Dann sass ich aber bei Prof. Dr. Joerg Schwarz im Gespräch und seine Sekretärin Frau Boehme kam rein. Die für den 09.06.11 geplante 7stündige OP musste verschoben werden, da es sich um eine Macumar-Patientin handelte und kein Bett auf Intensiv mehr frei war.
„Haben Sie morgen schon was vor?“, ging prompt an mich die Frage. Nee, natürlich nicht. Bin doch hauptberuflich trans. xD

Tag 0
Pulleralarm
Ja, ich hatte Angst vor der OP. Angst vor dem Kontrollverlust und dass ich nicht wusste, ob und wie ich aufwachen würde. Es war nur mein Glück, dass plötzlich alles so schnell ging, denn ich hab richtig gezittert vor Angst, je näher ich zum OP-Saal geschoben wurde. Ich wär am liebsten schnell noch auf Klo gegangen, aber dazu wars dann schon zu spät.

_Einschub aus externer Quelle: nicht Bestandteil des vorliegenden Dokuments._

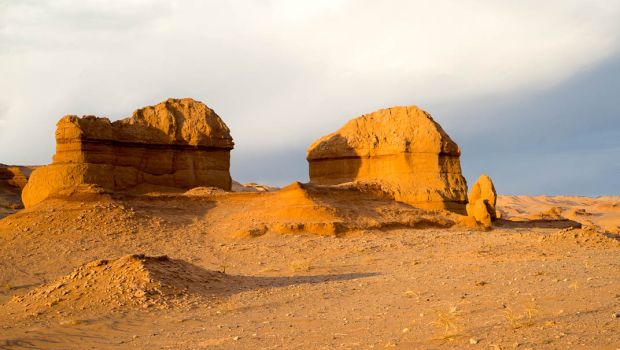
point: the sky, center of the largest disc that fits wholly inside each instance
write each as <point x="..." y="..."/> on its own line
<point x="529" y="89"/>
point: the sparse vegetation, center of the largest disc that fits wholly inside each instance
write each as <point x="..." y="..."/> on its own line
<point x="449" y="322"/>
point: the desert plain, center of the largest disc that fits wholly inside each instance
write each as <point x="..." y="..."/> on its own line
<point x="137" y="237"/>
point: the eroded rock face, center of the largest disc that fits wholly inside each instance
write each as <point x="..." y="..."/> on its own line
<point x="179" y="143"/>
<point x="482" y="191"/>
<point x="401" y="151"/>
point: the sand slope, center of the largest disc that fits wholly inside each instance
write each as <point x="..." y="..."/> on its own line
<point x="383" y="283"/>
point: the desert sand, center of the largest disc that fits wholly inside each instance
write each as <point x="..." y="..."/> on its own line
<point x="344" y="264"/>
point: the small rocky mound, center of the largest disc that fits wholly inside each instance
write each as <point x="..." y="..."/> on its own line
<point x="131" y="281"/>
<point x="482" y="200"/>
<point x="400" y="150"/>
<point x="177" y="144"/>
<point x="331" y="210"/>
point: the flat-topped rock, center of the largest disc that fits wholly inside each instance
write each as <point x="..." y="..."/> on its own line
<point x="178" y="143"/>
<point x="401" y="150"/>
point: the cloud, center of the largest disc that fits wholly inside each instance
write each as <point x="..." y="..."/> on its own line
<point x="282" y="73"/>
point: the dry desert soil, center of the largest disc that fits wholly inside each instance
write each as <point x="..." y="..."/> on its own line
<point x="207" y="270"/>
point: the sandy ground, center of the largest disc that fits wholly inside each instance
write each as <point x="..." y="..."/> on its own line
<point x="532" y="282"/>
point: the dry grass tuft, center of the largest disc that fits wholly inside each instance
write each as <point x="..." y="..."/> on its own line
<point x="449" y="322"/>
<point x="301" y="265"/>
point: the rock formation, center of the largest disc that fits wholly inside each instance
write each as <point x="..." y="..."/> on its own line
<point x="482" y="197"/>
<point x="401" y="151"/>
<point x="179" y="143"/>
<point x="13" y="176"/>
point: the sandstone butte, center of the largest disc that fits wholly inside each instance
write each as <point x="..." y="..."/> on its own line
<point x="13" y="176"/>
<point x="482" y="200"/>
<point x="401" y="151"/>
<point x="178" y="143"/>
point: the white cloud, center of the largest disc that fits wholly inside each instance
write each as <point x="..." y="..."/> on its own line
<point x="280" y="72"/>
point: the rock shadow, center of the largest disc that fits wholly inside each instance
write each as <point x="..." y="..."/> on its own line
<point x="537" y="223"/>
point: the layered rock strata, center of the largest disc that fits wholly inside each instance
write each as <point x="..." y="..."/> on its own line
<point x="400" y="151"/>
<point x="179" y="143"/>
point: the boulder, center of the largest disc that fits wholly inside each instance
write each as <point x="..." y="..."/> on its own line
<point x="401" y="152"/>
<point x="479" y="210"/>
<point x="483" y="190"/>
<point x="179" y="143"/>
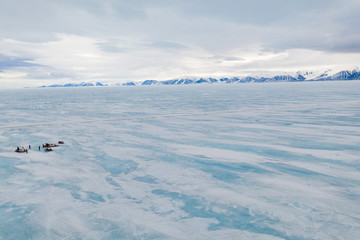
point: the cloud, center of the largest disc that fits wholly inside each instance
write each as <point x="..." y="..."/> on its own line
<point x="122" y="40"/>
<point x="7" y="62"/>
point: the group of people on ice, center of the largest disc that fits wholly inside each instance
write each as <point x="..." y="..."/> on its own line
<point x="47" y="147"/>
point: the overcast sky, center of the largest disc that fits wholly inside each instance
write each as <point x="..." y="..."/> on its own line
<point x="44" y="42"/>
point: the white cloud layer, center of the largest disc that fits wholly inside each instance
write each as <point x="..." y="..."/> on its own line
<point x="118" y="41"/>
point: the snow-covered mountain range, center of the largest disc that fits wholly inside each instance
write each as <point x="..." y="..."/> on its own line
<point x="300" y="76"/>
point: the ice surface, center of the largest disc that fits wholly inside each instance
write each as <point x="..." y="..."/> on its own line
<point x="250" y="161"/>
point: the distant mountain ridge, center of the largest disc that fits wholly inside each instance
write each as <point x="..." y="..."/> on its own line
<point x="251" y="78"/>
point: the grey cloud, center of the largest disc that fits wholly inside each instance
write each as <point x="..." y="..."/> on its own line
<point x="7" y="62"/>
<point x="167" y="45"/>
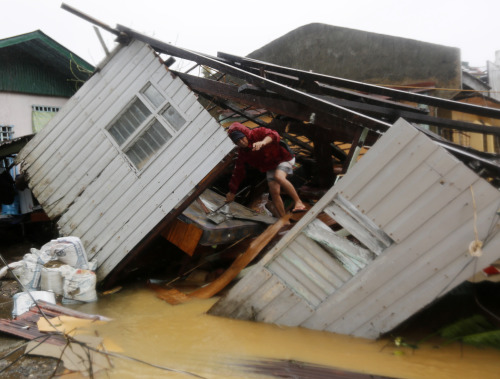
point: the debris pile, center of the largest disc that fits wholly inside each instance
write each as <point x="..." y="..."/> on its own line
<point x="60" y="267"/>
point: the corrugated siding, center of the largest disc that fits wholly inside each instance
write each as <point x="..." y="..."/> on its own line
<point x="420" y="198"/>
<point x="78" y="173"/>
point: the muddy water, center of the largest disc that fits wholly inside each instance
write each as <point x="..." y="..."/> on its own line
<point x="184" y="337"/>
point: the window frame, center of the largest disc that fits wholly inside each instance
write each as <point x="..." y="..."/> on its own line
<point x="154" y="116"/>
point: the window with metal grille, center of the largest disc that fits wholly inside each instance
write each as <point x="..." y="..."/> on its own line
<point x="146" y="125"/>
<point x="6" y="132"/>
<point x="41" y="115"/>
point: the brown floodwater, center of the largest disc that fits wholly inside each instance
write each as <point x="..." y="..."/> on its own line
<point x="183" y="337"/>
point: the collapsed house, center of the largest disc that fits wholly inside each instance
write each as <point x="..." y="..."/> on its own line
<point x="134" y="148"/>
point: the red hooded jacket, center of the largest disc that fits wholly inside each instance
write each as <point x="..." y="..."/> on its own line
<point x="265" y="159"/>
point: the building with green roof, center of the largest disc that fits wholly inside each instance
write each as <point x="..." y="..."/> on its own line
<point x="37" y="76"/>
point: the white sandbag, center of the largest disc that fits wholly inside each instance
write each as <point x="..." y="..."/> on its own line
<point x="51" y="279"/>
<point x="23" y="301"/>
<point x="79" y="284"/>
<point x="29" y="276"/>
<point x="16" y="267"/>
<point x="70" y="251"/>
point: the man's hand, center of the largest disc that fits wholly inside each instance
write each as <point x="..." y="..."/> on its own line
<point x="260" y="144"/>
<point x="230" y="197"/>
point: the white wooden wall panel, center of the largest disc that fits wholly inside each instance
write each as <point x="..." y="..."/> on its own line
<point x="80" y="139"/>
<point x="80" y="175"/>
<point x="70" y="131"/>
<point x="43" y="139"/>
<point x="89" y="200"/>
<point x="141" y="191"/>
<point x="148" y="216"/>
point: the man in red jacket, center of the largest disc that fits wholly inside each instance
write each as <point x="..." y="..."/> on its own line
<point x="260" y="148"/>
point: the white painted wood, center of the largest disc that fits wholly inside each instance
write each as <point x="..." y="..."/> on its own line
<point x="88" y="91"/>
<point x="302" y="287"/>
<point x="80" y="179"/>
<point x="430" y="203"/>
<point x="132" y="197"/>
<point x="352" y="224"/>
<point x="91" y="109"/>
<point x="295" y="315"/>
<point x="419" y="182"/>
<point x="405" y="286"/>
<point x="89" y="199"/>
<point x="264" y="295"/>
<point x="426" y="208"/>
<point x="150" y="217"/>
<point x="308" y="272"/>
<point x="140" y="208"/>
<point x="352" y="257"/>
<point x="283" y="303"/>
<point x="393" y="173"/>
<point x="384" y="151"/>
<point x="82" y="176"/>
<point x="401" y="258"/>
<point x="244" y="288"/>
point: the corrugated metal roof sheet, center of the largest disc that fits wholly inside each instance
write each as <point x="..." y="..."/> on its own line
<point x="36" y="64"/>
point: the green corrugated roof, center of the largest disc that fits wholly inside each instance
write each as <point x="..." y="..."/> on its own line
<point x="35" y="63"/>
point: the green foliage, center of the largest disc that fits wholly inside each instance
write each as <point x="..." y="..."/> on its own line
<point x="490" y="338"/>
<point x="475" y="330"/>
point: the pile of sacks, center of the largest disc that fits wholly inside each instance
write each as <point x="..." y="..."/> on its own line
<point x="60" y="266"/>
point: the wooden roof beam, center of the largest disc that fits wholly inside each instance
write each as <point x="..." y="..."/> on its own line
<point x="248" y="63"/>
<point x="317" y="105"/>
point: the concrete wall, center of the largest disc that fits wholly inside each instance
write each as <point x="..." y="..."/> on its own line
<point x="364" y="56"/>
<point x="15" y="109"/>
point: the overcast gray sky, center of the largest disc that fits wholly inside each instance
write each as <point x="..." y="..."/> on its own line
<point x="240" y="27"/>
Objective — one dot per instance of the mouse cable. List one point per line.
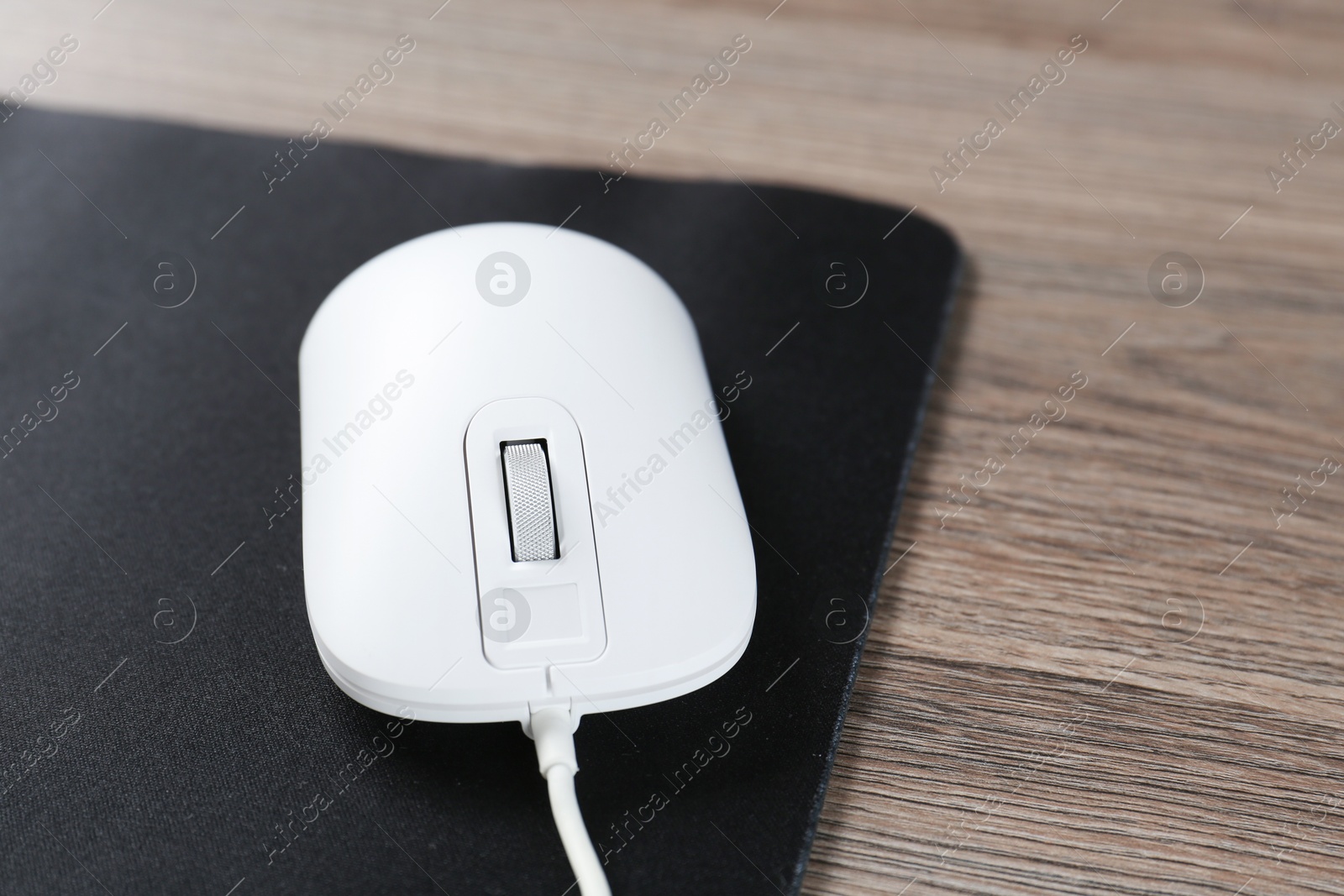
(553, 730)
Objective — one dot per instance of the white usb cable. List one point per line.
(553, 730)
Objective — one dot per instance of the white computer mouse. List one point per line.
(517, 490)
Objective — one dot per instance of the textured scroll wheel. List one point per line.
(531, 508)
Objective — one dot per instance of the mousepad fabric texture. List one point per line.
(167, 723)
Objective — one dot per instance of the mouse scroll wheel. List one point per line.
(531, 508)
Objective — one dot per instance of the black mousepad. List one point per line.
(167, 726)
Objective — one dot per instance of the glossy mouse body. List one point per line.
(452, 389)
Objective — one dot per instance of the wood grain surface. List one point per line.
(1116, 669)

Womit ich nicht gerechnet hatte, war zum einen der immense Harndrang nach der OP und zum anderen der Bluthochdruck.
Ich musste so dringend pissen, dass es schon weh tat – aber ich konnte nicht. Ich lag über drei Stunden im Aufwachraum, hab mehr gepennt als irgendwas richtig wahrgenommen und war trotzdem nicht breit genug, einfach in die Schüssel (Bettpfanne) laufen zu lassen. Morgens um sechs war ich zu Hause das letzte Mal gewesen und schaffte es erst abends um acht. Das ist mein persönlicher Rekord im Einhalten.
Das gelang mir nur deshalb, weil ich trotz Bluthochdruck und Kreislaufproblemen alleine im Bad auf dem Klo sass. Abwischen war scheissegal, aber ich merkte, wie der Kreislauf wieder absackte und angelte mit dem Dusch-Hocker nach der Leine mit der Klingel, die bekloppterweise neben dem Waschbecken hängt (neben dem Klo halb im Duschvorhang versteckt hing noch eine, aber die hatte ich zu dem Zeitpunkt noch nicht entdeckt). Der arme Pfleger war ganz allein im Spätdienst, auch sofort auf Knopfdruck da und machte ein Gesicht, als hätte ich mir ne Knarre an den Kopf gehalten und unschlüssig mit dem Abzugshebel gespielt. „Nicht alleine!“ und in Nullkommanix hat er das Bett vor die Badtür geschoben, so dass ich mich nur noch vom Thron hochwuchten und zwei Schritte machen musste und dann wars gut, weil ich wieder drinne lag und er keinen Herzinfarkt gekriegt hatte.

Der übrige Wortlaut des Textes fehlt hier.